À 12 mois, 18 patients dans le groupe à dose réduite et 24 dans le groupe à dose pleine ont présenté une récidive d’événement TEV, soit une incidence cumulée respectivement de 2,1 % et 2,8 % : une différence significative en faveur de la non-infériorité de la dose réduite. Des saignements sont survenus chez 102 patients du premier groupe, contre 136 patients du second, soit une incidence cumulée respectivement de 12,1 % et 15, 6 %. De nouveau, il s’agit d’une réduction statistiquement significative en faveur de la supériorité de la dose réduite. « L’incidence de saignements majeurs, notamment gastro-intestinaux, était inférieure dans le groupe à demi-dose », soulignent les auteurs dans la discussion.
Les taux de décès étaient similaires dans les deux groupes (incidence cumulée de 17,7 % dans le groupe à dose réduite et de 19,6 % dans le groupe à dose pleine), et liés en majeure partie au cancer. « Nos résultats montrent qu’un traitement prolongé avec une dose réduite d'anticoagulant par apixaban ne s’accompagne pas d'augmentation du risque de récidive d’événement TEV, et permet de réduire le risque de saignements cliniquement pertinents de 25 % par rapport à une dose pleine. Nous pouvons donc affirmer que la dose réduite d'apixaban est à la fois aussi efficace et plus sûre que la dose pleine », conclut la Pr Isabelle Mahé. Dans l’éditorial associé, Simon Noble, spécialiste de soins palliatifs à l’université de Cardiff (Grande-Bretagne) souligne la pertinence d’une demi-dose pour réduire les saignements qui « ont un retentissement considérable sur l’anxiété des patients, leurs activités quotidiennes et leur santé émotionnelle ».

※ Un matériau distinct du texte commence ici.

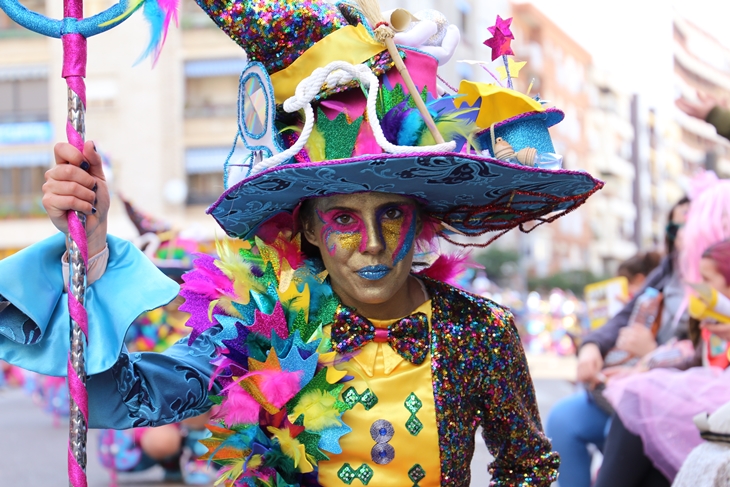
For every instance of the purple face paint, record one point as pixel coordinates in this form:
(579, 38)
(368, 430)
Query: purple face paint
(396, 228)
(342, 228)
(399, 232)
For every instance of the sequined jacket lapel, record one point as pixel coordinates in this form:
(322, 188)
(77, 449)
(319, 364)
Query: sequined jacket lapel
(480, 377)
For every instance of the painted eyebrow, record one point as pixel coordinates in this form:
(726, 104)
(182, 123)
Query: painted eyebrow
(379, 207)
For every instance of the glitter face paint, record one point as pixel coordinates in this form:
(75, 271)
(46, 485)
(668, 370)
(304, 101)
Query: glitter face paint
(394, 224)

Selon les auteurs, ces résultats devraient conduire à une mise à jour des recommandations internationales en faveur d’un anticoagulant à dose réduite. Ils font par ailleurs écho à l’étude Renove, un essai académique randomisé auquel contribue l’équipe de la Pr Mahé, qui plaide en faveur de la poursuite d’un traitement anticoagulant au long cours par un anticoagulant oral à demi-dose seulement chez des patients à haut risque de récidive thrombo-embolique.
* Angleterre, Autriche, Belgique, Espagne, France, Grèce, Italie, Pays-Bas, Pologne et Suisse. Promue par l’AP-HP et coordonnée par l’unité de recherche clinique Lariboisière Saint-Louis, l’étude a impliqué 136 centres de 2018 à 2024.